The purpose of this week’s blog post is to give a few opinions but also, hopefully, to get some feedback, dialog, and comments. Ever since I started my career in sales and sales management, I’ve been exposed to various sales spiffs, contests, and awards from the companies where I’ve worked. Some have been inconsequential, and others have had a pretty hefty monetary value. My question this week is, “Do sales spiffs, contests, and awards really make an impact in inspiring sales teams to achieve and exceed their sales goals?”
Let’s take a look at each of these:
- Sales Spiffs
- Sales Contests
- Sales Awards.
A spiff is defined as, “paid by an employer directly to a salesperson for selling a specific product.” Sometimes, I’ve seen sales organizations present spiff opportunities at the beginning of the year to their sales team. Most of the time, in my experience, spiffs are a somewhat REACTIVE tactic that are instituted if sales are down…either with a specific product or overall. In my roles as both an individual contributor and as a sales manager, I’ve always been bothered by the spiff. I always perceived a spiff as senior management believing that the sales team really wasn’t doing their best to sell the company’s products…maybe a belief that the team was holding back in some way. Or, that one of the products was so undesirable that we had to pay people extra to try and sell it.
I’ve always been compensated with a salary/commission combined plan. The percentage has differed depending on the job but mostly it has been a 50/50 comp plan. The salespeople that I’ve worked with, or managed, would never ‘take the foot of the gas’ because half of their comp was dependent on sales. It seemed like an almost backhanded implication that we, as the sales team, weren’t doing our job.
And, I really can’t think of too many instances where there were dramatic increases in revenue because of the spiffs. As you can tell, I’m not a fan of these spiff programs.
Sales contests are implemented to reward salespeople for both individual and team goals. I’ve seen contests based on sales for a particular product and also the most aggregate sales during a particular time period. Contests can be a positive particularly when applied to boost sales efforts for particular teams. Even contests among individuals can be effective if they are set up as a healthy competition. Sometimes, the contest can be particularly effective as a motivational tool to showcase how other team members are doing relative to the overall team.
The most effective contests achieve the goal of increased sales and the side benefit is a more cohesive sales team.
I like sales awards more than spiffs and contests because they reward effort and are not an assumption by senior management that the sales team needs extra compensation to do their jobs. Sales awards don’t cause negativity or disunity among the sales teams. My experience has been that the entire team is excited for the various award winners. Salespeople don’t do their jobs to win awards, but it is always very gratifying to be recognized after a productive year’s effort.
I am a fan of having many types of awards…from Salesperson of the Year to Most Inspirational to Leader of the Year. It’s great to be in the audience to watch the winners go up on stage to receive their awards. Most awards come with some kind of monetary value or a trip.
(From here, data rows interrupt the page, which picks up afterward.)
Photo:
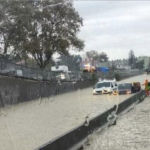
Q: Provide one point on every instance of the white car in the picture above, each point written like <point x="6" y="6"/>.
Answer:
<point x="105" y="87"/>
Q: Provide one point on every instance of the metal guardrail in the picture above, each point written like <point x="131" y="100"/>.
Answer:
<point x="75" y="138"/>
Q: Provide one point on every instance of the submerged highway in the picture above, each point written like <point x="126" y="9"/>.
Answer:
<point x="28" y="125"/>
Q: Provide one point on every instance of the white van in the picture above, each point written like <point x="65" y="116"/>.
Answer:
<point x="105" y="87"/>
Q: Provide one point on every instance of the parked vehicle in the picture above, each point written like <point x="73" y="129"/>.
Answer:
<point x="61" y="72"/>
<point x="12" y="72"/>
<point x="105" y="87"/>
<point x="127" y="88"/>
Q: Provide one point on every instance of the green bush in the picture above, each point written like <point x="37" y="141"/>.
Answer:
<point x="117" y="76"/>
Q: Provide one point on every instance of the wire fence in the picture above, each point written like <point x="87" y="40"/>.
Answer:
<point x="20" y="71"/>
<point x="25" y="72"/>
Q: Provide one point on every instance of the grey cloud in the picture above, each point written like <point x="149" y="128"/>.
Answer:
<point x="115" y="27"/>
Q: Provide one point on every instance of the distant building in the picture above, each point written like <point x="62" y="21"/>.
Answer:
<point x="146" y="61"/>
<point x="89" y="65"/>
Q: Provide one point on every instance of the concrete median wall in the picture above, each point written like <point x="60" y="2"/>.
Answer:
<point x="14" y="91"/>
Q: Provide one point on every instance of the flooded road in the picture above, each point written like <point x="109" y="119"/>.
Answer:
<point x="29" y="125"/>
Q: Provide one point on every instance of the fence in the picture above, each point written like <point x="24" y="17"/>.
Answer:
<point x="20" y="71"/>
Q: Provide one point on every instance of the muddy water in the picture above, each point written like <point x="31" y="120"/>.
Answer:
<point x="28" y="125"/>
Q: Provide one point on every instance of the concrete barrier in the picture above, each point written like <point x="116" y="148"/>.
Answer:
<point x="74" y="139"/>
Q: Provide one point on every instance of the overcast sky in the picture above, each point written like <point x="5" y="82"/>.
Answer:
<point x="115" y="27"/>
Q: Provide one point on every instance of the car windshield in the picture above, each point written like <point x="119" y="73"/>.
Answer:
<point x="103" y="84"/>
<point x="124" y="86"/>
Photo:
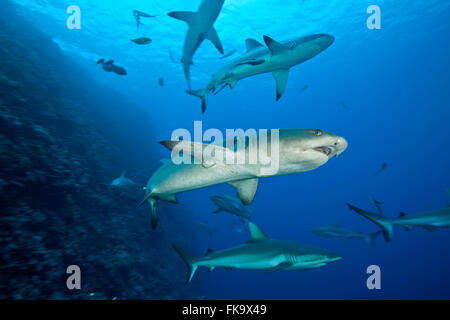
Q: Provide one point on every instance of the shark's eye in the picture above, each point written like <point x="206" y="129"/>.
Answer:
<point x="317" y="132"/>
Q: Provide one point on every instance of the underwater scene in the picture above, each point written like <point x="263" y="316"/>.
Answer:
<point x="224" y="149"/>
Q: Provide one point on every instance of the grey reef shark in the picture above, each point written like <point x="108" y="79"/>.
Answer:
<point x="201" y="27"/>
<point x="261" y="253"/>
<point x="429" y="220"/>
<point x="295" y="151"/>
<point x="276" y="57"/>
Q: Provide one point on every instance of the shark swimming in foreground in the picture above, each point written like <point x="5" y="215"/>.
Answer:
<point x="429" y="220"/>
<point x="276" y="57"/>
<point x="261" y="253"/>
<point x="299" y="150"/>
<point x="200" y="28"/>
<point x="231" y="205"/>
<point x="336" y="231"/>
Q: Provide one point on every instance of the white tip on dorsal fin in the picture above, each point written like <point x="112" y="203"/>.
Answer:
<point x="252" y="44"/>
<point x="281" y="77"/>
<point x="274" y="46"/>
<point x="256" y="233"/>
<point x="186" y="16"/>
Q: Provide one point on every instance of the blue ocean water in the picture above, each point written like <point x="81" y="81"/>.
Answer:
<point x="394" y="82"/>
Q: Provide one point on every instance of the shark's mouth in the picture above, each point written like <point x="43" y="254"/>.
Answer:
<point x="325" y="150"/>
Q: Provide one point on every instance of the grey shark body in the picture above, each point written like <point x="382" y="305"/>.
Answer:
<point x="429" y="220"/>
<point x="300" y="150"/>
<point x="201" y="27"/>
<point x="231" y="205"/>
<point x="261" y="253"/>
<point x="275" y="57"/>
<point x="336" y="231"/>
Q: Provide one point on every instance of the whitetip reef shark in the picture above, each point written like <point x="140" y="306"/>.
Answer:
<point x="336" y="231"/>
<point x="261" y="253"/>
<point x="299" y="150"/>
<point x="201" y="27"/>
<point x="276" y="57"/>
<point x="429" y="220"/>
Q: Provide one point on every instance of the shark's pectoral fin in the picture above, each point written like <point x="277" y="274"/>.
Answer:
<point x="256" y="233"/>
<point x="186" y="16"/>
<point x="246" y="189"/>
<point x="214" y="38"/>
<point x="172" y="198"/>
<point x="281" y="266"/>
<point x="252" y="44"/>
<point x="154" y="216"/>
<point x="281" y="77"/>
<point x="274" y="46"/>
<point x="252" y="62"/>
Sales contests and awards, done correctly, can be very motivational for the sales team. They can provide transparency about the progress of the team’s sales efforts and can also reward successful sellers. Year-end awards are also welcomed by the sales team…even if they are not consciously working throughout the year to achieve those rewards. Awards can be springboards to greater career success at an individual’s company or, in some cases, if they change jobs to another company. I’m not a big fan of spiffs because I believe they are reactive tactics and, in my experience, don’t lead to much sales success. Having said all of this, I’d love to hear opinions from fellow sales professionals.